When Mànus asked Anne to go with him she agreed. The three brothers were ill-pleased at this, for apart from their not wishing their cousin to go so far away, they did not want to lose her, as she not only cooked for them and did all that a woman does, including spinning and weaving, but was most sweet and fair to see, and in the long winter nights sang by the hour together, while Gloom played strange wild airs upon his feadan, a kind of oaten pipe or flute.

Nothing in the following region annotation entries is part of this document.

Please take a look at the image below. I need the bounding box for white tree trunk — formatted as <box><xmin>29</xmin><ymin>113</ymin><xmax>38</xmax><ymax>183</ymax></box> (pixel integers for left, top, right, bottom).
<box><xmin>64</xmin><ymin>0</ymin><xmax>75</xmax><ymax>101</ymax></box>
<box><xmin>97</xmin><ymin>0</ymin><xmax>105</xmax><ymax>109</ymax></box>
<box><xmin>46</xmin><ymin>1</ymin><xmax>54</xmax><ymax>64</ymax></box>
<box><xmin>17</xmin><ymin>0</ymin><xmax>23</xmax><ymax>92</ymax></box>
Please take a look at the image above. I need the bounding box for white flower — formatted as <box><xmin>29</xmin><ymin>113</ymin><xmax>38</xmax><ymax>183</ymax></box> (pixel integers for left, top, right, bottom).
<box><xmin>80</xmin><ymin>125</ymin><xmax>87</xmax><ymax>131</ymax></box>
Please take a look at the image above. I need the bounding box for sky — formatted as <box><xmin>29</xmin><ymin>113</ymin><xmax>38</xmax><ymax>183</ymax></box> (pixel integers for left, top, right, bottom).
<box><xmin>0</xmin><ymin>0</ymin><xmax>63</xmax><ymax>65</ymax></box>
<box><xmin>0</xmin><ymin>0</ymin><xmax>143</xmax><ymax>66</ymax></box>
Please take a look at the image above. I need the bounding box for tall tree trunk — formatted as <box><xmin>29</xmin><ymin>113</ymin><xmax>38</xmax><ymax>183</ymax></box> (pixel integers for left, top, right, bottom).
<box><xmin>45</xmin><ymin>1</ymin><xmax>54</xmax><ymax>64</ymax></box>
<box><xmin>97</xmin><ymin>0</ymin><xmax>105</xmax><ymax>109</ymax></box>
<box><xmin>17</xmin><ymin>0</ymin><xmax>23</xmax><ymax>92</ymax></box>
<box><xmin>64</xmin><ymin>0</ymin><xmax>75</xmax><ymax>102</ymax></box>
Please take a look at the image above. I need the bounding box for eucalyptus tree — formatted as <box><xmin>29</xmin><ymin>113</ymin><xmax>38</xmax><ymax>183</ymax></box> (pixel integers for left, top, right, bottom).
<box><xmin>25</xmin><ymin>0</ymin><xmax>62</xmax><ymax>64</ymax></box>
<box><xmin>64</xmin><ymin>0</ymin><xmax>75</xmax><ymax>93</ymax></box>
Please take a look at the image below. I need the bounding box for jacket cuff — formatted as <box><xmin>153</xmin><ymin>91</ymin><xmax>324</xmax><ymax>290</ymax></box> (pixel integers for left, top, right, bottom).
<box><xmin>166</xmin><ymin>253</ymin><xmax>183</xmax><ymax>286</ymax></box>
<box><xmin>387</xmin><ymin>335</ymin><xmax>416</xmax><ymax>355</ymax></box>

She loved him, I know; but there was this reason also for her going, that she was afraid of Gloom. Often upon the moor or on the hill she turned and hastened home, because she heard the lilt and fall of that feadan. It was an eerie thing to her, to be going through the twilight when she thought the three men were in the house, smoking after their supper, and suddenly to hear beyond and coming toward her the shrill song of that oaten flute, playing “The Dance of the Dead,” or “The Flow and Ebb,” or “The Shadow-Reel.”

That, sometimes at least, he knew she was there was clear to her, because, as she stole rapidly through the tangled fern and gale, she would hear a mocking laugh follow her like a leaping thing.

Mànus was not there on the night when she told Marcus and his brothers that she was going. He was in the haven on board the Luath, with his two mates, he singing in the moonshine as all three sat mending their fishing gear.

After the supper was done, the three brothers sat smoking and talking over an offer that had been made about some Shetland sheep. For a time, Anne watched them in silence. They were not like brothers, she thought. Marcus, tall, broad-shouldered, with yellow hair and strangely dark blue-black eyes and black eyebrows; stern, with a weary look on his sun-brown face. The light from the peats glinted upon the tawny curve of thick hair that trailed from his upper lip, for he had the caisean-feusag of the Northmen. Gloom, slighter of build, dark of hue and hair, but with hairless face; with thin, white, long-fingered hands that had ever a nervous motion, as though they were tide-wrack. There was always a frown on the centre of his forehead, even when he smiled with his thin lips and dusky, unbetraying eyes. He looked what he was, the brain of the Achannas. Not only did he have the English as though native to that tongue, but could and did read strange unnecessary books. Moreover, he was the only son of Robert Achanna to whom the old man had imparted his store of learning, for Achanna had been a school-master in his youth, in Galloway, and he had intended Gloom for the priesthood. His voice, too, was low and clear, but cold as pale-green water running under ice. As for Seumas, he was more like Marcus than Gloom, though not so fair. He had the same brown hair and shadowy hazel eyes, the same pale and smooth face, with something of the same intent look which characterised the long-time missing, and probably dead, eldest brother, Alasdair. He, too, was tall and gaunt. On Seumas’s face there was that indescribable, as to some of course imperceptible, look which is indicated by the phrase “the dusk of the shadow,” though few there are who know what they mean by that, or, knowing, are fain to say.

Suddenly, and without any word or reason for it, Gloom turned and spoke to her.

“Well, Anne, and what is it?”

“I did not speak, Gloom.”

“True for you, mo cailinn. But it’s about to speak you were.”